A tip I can't give often enough:

Most people are awkward, and they feel very uncomfortable posing in front of a camera. Give them something to interact with that may be in their comfort zone and watch as posture corrects. Also giving the photo a purpose allows a self-conscious model have confidence in what they are doing.

Remember a good photographer is a great technician (think lighting, posing, composition, exposure) and a better psychologist (think subject interaction, and getting them to feel comfortable).

Edit: Also a good rule of thumb, if there's two - differentiate . This is a rule that can be broken with someone lighter and more comfortable with their body, but someone that is a bit heavier will need. For example: Two arms and hands - have one on the hip (remember elbow out) and the other relaxed (again off the body, arms hugging the body make any model look bigger). Two legs - have one forward and cocked slightly and the other back. Two shoulders, angled towards / away from camera. Eyes - turn head or tilt head. These are just quick examples but I think you get the point.


----------



## AgentDrex (Jun 29, 2011)

Thank you for the great tips.  I hope that others read this thread and it helps them as well.  I will definitely keep all this in mind for when I shoot my bigger friends.


----------



## GerryDavid (Aug 22, 2012)

Found this on google.  

is it wrong to ask a larger girl if she would like to be photoshopped or prefer to be more natural?  One could explain that the camera adds 10 and photoshop can take off 15.  

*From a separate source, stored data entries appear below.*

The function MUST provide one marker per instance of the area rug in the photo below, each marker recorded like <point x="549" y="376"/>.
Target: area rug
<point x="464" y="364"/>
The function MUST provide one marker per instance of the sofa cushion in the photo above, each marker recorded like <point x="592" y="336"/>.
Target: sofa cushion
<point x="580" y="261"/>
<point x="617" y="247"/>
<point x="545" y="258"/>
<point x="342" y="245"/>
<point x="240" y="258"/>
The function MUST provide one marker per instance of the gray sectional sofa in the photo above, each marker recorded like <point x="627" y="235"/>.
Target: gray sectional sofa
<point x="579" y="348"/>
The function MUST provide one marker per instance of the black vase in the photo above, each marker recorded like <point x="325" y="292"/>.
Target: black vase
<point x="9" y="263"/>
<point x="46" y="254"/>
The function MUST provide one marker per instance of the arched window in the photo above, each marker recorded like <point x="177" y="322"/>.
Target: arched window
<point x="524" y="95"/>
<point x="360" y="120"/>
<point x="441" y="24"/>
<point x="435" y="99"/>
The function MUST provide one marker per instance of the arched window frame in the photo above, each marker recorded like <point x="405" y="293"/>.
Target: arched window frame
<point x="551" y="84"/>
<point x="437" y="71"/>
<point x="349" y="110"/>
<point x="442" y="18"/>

I dont want to offend the customer.


----------



## tirediron (Aug 22, 2012)

That all depends on the girl.  I would be inclined to ask if there was any special enhancement she would like done to the image.


----------



## DiskoJoe (Aug 24, 2012)

Shoot from above so they have to look up at you. This will get rid of double chin. A slight turn the right way can hide some weight too. Also layering clothing can work wonders too.


----------



## joshhuntnm (Aug 24, 2012)

Shooting from above is one possibility. if the social situation allows, talk to them about dressing in a way that works. I'd start with their feet at at 90 degree angle. have them twist their upper body halfway toward the camera. One hand on a hip. back straight. Take a deep breath.


----------



## 2WheelPhoto (Aug 27, 2012)

puppet-warp tool can shed a pound or two


----------



## GerryDavid (Aug 27, 2012)

puppet warp?

Ive been watching some seminars lately and one girl uses the warp tool in transform after selecting a trouble area and it looks much faster and better than liquify.    Im just afraid of insulting them.


----------



## gsgary (Aug 27, 2012)

Short light them so you are using shadow to give the illusion of them being slimmer


----------



## IByte (Aug 27, 2012)

2WheelPhoto said:


> puppet-warp tool can shed a pound or two



You can also use liquid tool for subtle results.


----------